While appearing before Parliament’s Budget Committee in January, Julius Mukunda, the Executive
Director of Civil Society Budget Advocacy Group (CSBAG) told MPs that although the Model is a good
idea, Uganda is not yet ready to implement it.

Mukunda said that there are still a number of issues that need to be streamlined like availability and
training of the parish chiefs. He also warned that Uganda risks losing a lot of funds, if the money is sent to parishes when not ready.

“If today we send money down there when they are not prepared, I can assure you that money will be
lost. So to avoid loss of money, it is very important that we invest in readiness. If it means taking off a
whole year in in piloting the model in one or two districts, then let it be,” he said.

He suggested that the Parish Development Model is instead piloted in a few districts, as government
organizes itself to implement the program fully.

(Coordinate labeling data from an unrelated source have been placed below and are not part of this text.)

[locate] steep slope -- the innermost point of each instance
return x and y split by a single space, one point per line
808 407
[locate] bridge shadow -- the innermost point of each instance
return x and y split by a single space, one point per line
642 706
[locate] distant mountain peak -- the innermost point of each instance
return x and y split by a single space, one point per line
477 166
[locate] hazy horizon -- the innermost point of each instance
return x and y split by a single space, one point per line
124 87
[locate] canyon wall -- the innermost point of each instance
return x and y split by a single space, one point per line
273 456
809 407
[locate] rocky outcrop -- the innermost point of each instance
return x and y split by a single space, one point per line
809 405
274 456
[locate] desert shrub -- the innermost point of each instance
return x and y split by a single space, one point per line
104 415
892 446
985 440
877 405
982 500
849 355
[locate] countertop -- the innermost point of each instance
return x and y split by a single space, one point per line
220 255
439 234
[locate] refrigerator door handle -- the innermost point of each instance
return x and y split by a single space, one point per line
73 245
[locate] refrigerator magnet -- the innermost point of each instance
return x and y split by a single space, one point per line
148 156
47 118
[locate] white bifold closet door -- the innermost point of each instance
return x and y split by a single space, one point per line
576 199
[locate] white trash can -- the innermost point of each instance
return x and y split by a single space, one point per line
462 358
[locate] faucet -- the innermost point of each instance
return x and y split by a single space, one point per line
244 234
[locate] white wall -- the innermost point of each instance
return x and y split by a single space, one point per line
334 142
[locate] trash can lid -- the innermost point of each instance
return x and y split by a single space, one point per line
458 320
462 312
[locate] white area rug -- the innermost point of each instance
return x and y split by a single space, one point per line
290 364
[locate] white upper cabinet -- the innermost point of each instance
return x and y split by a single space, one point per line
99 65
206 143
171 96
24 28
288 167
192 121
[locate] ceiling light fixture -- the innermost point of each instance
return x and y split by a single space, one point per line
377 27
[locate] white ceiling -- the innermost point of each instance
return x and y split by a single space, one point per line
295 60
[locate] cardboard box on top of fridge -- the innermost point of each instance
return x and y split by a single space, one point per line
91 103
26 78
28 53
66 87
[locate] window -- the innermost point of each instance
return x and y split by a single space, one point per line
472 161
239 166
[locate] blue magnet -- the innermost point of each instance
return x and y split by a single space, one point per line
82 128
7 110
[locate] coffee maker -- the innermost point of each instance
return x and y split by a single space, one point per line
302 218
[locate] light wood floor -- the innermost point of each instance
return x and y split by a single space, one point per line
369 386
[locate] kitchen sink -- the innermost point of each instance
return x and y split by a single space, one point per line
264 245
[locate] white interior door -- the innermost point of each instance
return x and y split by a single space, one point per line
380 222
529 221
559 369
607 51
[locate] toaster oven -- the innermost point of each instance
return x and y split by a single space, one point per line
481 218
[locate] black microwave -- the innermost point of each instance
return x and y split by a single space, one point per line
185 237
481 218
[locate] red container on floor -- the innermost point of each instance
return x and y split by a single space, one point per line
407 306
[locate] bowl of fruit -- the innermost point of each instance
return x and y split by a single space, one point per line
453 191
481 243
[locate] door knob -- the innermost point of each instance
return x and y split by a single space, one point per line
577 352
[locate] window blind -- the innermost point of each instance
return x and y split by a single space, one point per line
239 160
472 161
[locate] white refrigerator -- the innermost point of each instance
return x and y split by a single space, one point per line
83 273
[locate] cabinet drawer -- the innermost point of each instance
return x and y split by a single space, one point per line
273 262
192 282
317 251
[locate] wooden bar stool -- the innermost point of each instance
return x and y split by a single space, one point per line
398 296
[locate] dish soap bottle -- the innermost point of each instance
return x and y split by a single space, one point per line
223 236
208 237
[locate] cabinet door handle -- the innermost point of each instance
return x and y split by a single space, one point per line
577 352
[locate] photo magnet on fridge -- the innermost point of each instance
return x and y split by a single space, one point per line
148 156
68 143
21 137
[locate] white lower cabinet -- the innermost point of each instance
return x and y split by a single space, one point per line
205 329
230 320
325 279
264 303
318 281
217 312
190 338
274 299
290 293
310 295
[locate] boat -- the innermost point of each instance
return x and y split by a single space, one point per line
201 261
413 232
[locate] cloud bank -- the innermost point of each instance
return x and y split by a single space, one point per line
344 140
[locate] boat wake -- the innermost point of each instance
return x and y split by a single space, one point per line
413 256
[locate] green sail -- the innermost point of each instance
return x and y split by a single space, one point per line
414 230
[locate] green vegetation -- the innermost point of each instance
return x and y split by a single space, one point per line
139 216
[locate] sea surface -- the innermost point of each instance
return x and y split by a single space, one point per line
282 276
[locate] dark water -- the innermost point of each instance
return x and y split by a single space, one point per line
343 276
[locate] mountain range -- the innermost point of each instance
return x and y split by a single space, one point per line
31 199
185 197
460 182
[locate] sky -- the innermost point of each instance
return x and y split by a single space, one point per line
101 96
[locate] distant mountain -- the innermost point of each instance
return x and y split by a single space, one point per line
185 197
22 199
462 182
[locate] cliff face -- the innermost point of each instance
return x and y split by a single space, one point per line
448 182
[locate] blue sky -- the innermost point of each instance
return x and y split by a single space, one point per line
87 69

Mr. Andrew Awany, the Kole district chairman, said unless the government comes up with unique
strategies to implement PDM, the new programme might collapse just like past poverty-reduction
interventions that he said yielded limited dividends for beneficiaries.

“Segmenting the Shs 100m, with Shs 30m going to the youth, Shs 30m going to the women, Shs 10m going
to People with Disabilities (PWDs) and Shs 10m going to the rest will make the money appear little and
may not even be remitted by the government in time,” he says.

Mr. Patrick Kisekuulo, the Kyotera District chairperson says the district technical team and leaders have not yet been trained about the new government programme because no funds have been allocated for
the activity. The district has 56 parishes.

According to Mr. Moses Banji, a Councillor representing Kyali Ward at Mpigi Town Council, says they have not fully been taught what to do. “We are not yet ready because even some parish chiefs have not
yet reported to office,” he says.

Gender Minister Betty Amongi, recently explained that the Parish Development Committee (PDC) to
implement the PDM shall comprise seven categories of officials.

“The entry point to the PDM is the PDC, chaired by the Local Council II chairperson and it has seven
members, with the secretary being the parish chief,” she said.

She explained that other members of the committee include; the Chairperson Women Council of the
parish, Chairperson Youth Council of the parish, chairperson, Councillor representing Persons with
Disability (PWD) in the parish council, representative of either a community-based organization, opinion
leader or business community, and parish chairperson of the ruling National Resistance Movement
(NRM) party.

She said that under the PDM, the Cabinet ring-fenced 70% of the money for special interest groups, which includes 30% for youth, 30% for women and 10% for PWDs.